Curtis's skill is to flesh out his characters and makes us care about them. Whether it is Patel's struggling artist Jack, who is looking for a miracle (and loses two front teeth while searching) or James' Ellie, the teacher and part-time manager who longs to be something else - we understand them. Watch for Debra (Kate McKinnon in a scene stealing role), as the obnoxious manager who delivers insult after insult to poor Jack about his 'off-putting appearance'. Our leap of faith is pushed a little too far at one point but I did enjoy the plot strand involving Eddie Sheeran and that of the couple who know something that we do not. The scene in which Jack plays Let It Be for his parents is very funny.
You may imagine it is the songs that steal the show, but surprisingly it is the central love story and Jack's personal journey that win the day. It's a feel-good film about dreams and love set on a backdrop of Beatles music. There is much to like; yet I couldn't help but feel a little disappointed.
Review by Andrew L. Urban: They are still a river of great songs, nostalgia notwithstanding, and The Beatles can only be forgotten in a parallel universe of Richard Curtis' imagination, as in Yesterday. The film underscores what every Beatles fan knows: there will never be another phenomenon like it.
Danny Boyle makes good use of all 15 songs (not all in full, of course, it's not a concert), so it can seem like an entertaining Beatles catalogue promo - but who cares. I don't.

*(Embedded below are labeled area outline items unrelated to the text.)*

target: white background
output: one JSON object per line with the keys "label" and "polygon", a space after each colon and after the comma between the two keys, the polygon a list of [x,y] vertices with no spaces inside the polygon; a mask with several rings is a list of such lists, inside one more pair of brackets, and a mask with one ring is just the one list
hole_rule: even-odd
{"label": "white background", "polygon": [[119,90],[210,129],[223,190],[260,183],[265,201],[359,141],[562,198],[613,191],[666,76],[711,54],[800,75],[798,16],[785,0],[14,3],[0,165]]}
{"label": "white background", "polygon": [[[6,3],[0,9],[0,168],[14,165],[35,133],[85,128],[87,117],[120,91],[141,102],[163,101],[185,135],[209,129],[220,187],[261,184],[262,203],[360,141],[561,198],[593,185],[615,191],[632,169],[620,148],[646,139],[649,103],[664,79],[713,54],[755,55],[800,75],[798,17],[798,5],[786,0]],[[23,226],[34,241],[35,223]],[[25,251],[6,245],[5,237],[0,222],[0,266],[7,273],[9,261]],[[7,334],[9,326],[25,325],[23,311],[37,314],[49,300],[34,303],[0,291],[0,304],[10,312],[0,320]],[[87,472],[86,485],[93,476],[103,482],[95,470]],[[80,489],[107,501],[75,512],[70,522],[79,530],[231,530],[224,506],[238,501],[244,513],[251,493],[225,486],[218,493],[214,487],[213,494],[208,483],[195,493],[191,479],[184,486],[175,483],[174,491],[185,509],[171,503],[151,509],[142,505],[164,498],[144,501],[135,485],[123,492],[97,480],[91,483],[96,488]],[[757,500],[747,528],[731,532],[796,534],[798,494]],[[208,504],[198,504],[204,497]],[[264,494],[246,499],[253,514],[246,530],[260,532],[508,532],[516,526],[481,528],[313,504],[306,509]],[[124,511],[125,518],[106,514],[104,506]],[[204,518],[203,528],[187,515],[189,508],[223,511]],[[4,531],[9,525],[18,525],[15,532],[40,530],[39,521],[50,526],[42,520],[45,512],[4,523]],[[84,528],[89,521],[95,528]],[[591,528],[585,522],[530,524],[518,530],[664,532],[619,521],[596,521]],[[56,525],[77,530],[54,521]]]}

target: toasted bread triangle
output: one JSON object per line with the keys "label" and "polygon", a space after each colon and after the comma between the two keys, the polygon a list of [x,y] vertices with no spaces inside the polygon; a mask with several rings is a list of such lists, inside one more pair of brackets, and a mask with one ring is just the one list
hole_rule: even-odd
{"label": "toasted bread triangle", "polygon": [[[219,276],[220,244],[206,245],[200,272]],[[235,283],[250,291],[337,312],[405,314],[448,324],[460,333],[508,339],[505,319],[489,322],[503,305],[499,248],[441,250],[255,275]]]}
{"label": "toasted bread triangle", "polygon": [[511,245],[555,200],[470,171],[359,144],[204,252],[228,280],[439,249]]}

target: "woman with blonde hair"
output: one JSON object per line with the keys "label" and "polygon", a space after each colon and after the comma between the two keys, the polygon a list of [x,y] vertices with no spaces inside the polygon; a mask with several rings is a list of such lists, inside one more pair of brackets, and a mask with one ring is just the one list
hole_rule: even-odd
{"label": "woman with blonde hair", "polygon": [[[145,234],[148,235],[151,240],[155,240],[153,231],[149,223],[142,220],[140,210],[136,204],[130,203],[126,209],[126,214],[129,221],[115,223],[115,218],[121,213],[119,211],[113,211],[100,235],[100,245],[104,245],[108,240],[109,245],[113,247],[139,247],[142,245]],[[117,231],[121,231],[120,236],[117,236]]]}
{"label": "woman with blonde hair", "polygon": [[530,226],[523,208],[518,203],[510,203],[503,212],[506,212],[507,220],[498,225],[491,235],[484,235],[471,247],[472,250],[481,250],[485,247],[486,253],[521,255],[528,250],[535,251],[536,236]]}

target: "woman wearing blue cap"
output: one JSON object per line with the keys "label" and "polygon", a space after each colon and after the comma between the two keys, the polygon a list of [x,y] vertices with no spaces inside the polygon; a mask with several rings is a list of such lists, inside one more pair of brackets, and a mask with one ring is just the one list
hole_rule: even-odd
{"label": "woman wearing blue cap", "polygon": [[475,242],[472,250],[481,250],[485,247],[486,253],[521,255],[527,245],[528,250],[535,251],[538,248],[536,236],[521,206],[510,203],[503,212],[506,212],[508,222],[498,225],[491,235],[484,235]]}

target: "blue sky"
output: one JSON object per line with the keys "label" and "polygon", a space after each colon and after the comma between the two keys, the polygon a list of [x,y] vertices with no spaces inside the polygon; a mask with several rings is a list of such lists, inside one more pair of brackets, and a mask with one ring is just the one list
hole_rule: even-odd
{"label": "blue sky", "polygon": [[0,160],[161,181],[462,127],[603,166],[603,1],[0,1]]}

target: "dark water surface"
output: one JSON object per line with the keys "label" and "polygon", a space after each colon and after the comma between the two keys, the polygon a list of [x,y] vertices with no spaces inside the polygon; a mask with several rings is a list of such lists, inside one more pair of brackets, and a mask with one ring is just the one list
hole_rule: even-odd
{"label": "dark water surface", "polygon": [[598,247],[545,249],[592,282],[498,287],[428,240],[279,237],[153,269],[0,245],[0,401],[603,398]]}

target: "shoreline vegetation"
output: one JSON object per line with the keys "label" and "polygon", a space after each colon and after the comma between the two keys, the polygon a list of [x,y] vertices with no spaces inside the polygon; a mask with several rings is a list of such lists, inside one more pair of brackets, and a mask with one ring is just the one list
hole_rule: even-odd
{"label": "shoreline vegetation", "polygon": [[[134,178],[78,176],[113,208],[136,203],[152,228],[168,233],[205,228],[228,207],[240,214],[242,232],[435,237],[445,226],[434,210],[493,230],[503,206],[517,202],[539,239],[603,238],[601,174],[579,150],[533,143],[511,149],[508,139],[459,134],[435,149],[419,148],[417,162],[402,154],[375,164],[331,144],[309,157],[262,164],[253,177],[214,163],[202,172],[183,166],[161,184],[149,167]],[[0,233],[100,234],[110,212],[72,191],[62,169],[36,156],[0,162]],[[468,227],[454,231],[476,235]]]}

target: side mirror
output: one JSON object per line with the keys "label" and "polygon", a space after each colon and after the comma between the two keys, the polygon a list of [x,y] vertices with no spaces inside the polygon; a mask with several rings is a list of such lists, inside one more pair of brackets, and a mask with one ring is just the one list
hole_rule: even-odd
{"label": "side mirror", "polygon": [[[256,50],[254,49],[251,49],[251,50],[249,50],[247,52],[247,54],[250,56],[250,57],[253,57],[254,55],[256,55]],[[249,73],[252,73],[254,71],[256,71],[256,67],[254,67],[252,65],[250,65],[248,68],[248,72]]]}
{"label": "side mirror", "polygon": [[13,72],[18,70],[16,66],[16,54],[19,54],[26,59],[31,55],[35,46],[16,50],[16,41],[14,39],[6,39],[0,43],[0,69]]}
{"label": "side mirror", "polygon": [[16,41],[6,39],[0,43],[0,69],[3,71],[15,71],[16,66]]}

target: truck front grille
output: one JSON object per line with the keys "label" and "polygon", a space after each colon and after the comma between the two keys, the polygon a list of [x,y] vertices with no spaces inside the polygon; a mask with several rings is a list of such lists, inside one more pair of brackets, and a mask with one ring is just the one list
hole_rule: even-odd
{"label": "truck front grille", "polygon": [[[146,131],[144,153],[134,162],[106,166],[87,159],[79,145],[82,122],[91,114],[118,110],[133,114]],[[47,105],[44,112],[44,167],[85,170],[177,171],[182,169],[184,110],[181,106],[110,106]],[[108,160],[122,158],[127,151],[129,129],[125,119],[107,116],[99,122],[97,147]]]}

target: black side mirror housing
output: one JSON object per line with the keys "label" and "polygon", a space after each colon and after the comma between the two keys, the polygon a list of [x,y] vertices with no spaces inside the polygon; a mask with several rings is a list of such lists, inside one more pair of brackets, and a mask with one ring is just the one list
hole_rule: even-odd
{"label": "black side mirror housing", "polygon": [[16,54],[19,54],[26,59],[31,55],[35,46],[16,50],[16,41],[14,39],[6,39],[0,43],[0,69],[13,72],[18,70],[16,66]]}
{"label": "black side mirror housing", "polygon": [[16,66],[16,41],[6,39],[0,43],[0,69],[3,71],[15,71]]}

The romantic comedy wrapped around the whimsical conceit sticks to the genre rules meticulously, with love interest Lily James perfectly cast as Ellie, the school teacher doubling as the small time manager for Himesh Patel's struggling muso, Jack. But when the Beatles material starts pouring out of him, Jack is headed for the big time. Which is when he comes across record label marketing force of bad nature, Kate McKinnon's Debra.
Curtis likes his conceit a bit too much and uses it twice more (I won't spoil with what), in cases where it doesn't work quite as well. It's amusing all the same. There is a slightly uncomfortable device referencing John Lennon, which is also sorta amusing, if weird.
Patel makes a terrific Jack, his two missing teeth taking a starring role in the first act, and his often hangdog expression helps sell the concept of a reluctant star plagiarising the Beatles. Along the way, plenty of fun with the icons themselves always a welcome ghostly presence behind the scenes.